Tu espíritu guerrero y consciente está recordando a este humilde amigo desde hace algún tiempo.
Profundas conexiones con el lenguaje y con la escritura he tenido desde hace muchas encarnaciones.
En esta última encarnación vine con la incumbencia de transmitir información en forma de libros acerca del mundo invisible: quienes somos, de donde venimos y hacia donde vamos.
Todo fue planeado antes de encarnarme. Esta sería mi encarnación clave, en la que dispondría de recursos y oportunidades, enviadas de diversas maneras, para que continuase con la tarea.
Los Hermanos Mayores establecieron el momento oportuno para nuestro encuentro en esta actual existencia, con el fin de que yo absorbiese vuestro conocimiento y vuestra sabiduría acerca de la vida espiritual, para de esta forma, pasar estos conocimientos a los demás.

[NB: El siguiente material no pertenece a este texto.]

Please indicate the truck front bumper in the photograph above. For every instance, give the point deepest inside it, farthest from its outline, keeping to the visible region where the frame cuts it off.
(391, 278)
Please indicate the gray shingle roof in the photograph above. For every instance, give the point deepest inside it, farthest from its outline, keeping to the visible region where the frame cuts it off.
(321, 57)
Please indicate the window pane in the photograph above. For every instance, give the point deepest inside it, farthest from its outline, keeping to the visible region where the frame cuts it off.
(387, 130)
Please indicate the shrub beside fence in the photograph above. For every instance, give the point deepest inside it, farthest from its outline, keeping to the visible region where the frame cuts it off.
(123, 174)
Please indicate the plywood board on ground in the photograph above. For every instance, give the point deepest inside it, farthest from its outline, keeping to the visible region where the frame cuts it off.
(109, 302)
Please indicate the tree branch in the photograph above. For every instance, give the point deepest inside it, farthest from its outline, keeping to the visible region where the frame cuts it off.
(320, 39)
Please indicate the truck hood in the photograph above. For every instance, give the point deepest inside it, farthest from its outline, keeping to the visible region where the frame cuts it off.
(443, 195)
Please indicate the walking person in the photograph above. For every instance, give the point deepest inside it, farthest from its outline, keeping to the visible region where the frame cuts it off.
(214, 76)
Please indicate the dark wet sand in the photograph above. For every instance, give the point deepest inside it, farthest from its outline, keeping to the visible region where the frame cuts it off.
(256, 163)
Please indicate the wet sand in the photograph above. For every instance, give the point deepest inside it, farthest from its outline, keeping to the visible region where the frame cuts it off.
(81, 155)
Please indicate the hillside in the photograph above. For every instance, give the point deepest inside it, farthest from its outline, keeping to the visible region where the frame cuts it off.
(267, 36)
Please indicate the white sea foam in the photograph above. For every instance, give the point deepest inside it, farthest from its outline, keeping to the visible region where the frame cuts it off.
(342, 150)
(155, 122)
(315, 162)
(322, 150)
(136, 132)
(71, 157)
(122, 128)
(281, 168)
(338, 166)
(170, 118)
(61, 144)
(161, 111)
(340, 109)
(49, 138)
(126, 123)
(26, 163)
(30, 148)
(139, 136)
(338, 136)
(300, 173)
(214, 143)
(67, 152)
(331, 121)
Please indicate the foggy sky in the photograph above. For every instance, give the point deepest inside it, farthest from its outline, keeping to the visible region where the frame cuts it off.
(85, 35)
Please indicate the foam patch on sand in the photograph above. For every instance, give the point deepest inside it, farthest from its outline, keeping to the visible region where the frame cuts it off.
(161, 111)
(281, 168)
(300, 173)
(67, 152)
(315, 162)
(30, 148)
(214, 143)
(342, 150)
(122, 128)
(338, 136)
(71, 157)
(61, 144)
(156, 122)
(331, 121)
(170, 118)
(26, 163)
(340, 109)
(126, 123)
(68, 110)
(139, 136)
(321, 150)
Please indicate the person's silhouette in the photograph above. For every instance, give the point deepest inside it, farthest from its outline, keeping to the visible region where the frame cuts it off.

No conseguí continuar y postergué una tarea más. Hoy me encuentro en esta Casa, para restablecerme y no desanimarme en las tareas.
Aliado a los designios de nuestro Padre Mayor, he estado recibiendo instrucciones para reajustarme con la Contabilidad Divina.
En este tiempo, en los torbellinos de los acontecimientos que están pasando en la Tierra, "muchas personalidades" de distintos "ámbitos profesionales" como decís, vendrán hasta vosotros, con sencillos o pequeños mensajes de ánimo e incentivo.
Son sencillos pero edificantes, y os fortalecerán en vuestra peregrinación.
"Hojas sueltas en el viento" pero que unidas, servirán de bálsamo saludable para las almas sufridas.
Aquí, en la Colonia Espiritual Siervos de Jesús continúo con el trabajo diario contra mis propias máculas, y sigo las reglas y la disciplina establecida por nuestro Maestro Ramatis. Así, de hecho me convertiré en un trabajador de la Siembra de Jesús.
En mi corazón guardo tu recuerdo, y a través de este me sustento con mucha fuerza y coraje en el Ejército de la Luz.
Unidos estamos, juntos seguiremos. Con el corazón abierto, muchas almas rescataremos.
¡Salve la Divina Presencia del Maestro Jesús!
¡Salve Su Amor!
Zélio Benevides ¹
GESH - 13/03/2010 - Vigilia Jacaraipe - Serra, ES - Brasil
¹ Nota de Margarida: Conocí a Zélio Benevides cuando trabajé en el SENAI, de Salvador - BA, en la década de 1946. poeta y escritor, fue un excelente profesor de Portugués y un gran amigo y colega.